A range of methodological and practical issues central to the concerns of qualitative researchers are addressed. These include: the validity and plausibility of qualitative methods; the problems encountered using specific techniques in a range of social settings; and the moral issues raised in qualitative research. These themes are related to practical issues which are illustrated by a breadth of examples and in-depth case studies.

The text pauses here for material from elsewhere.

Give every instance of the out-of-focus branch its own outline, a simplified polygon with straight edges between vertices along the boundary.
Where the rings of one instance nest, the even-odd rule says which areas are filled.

The contributors look at the methods and strategies that they have used to study everyday life, and make suggestions to readers on why and how they might conduct their own studies. They raise issues that go beyond `cookbook′ discussions of issues such as how to enter social settings, manage the subjects of one′s research and ask `good′ questions in the process of formulating research strategies. These issues are addressed within the framework of the larger purposes and uses of qualitative research where specific methodological problems are not used as ends in themselves.
Robert Dingwall is a consulting sociologist through Dingwall Enterprises Ltd and part-time Professor of Sociology at Nottingham Trent University. He draws on more than forty years’ experience as an academic researcher studying health care, legal services, and science and technology policy at the Universities of Aberdeen, Oxford and Nottingham. Over that time, he has held grants and contracts worth more than £7 million (at 2017 prices) in total from the Leverhulme and Wellcome Trusts, ESRC, NERC, MRC, EPSRC, BBSRC, the EU, the UK Department of Health and various NHS/NIHR programmes, the Ministry of Justice, the Royal Pharmaceutical Society and the Food Standards Agency. These have resulted in 30 books and more than 100 scientific papers. Robert Dingwall is also an experienced manager: he served for five years as head of a large social science department and founded and directed what was one of Europe’s leading research institutes in science and technology studies for 12 years. Robert has been a Fellow of the Academy of Social Sciences since 2002 and an Honorary Member of the Faculty of Public Health since 2014. He was awarded the 2019 Prize for Contributions to the Socio-Legal Community by the Socio-Legal Studies Association.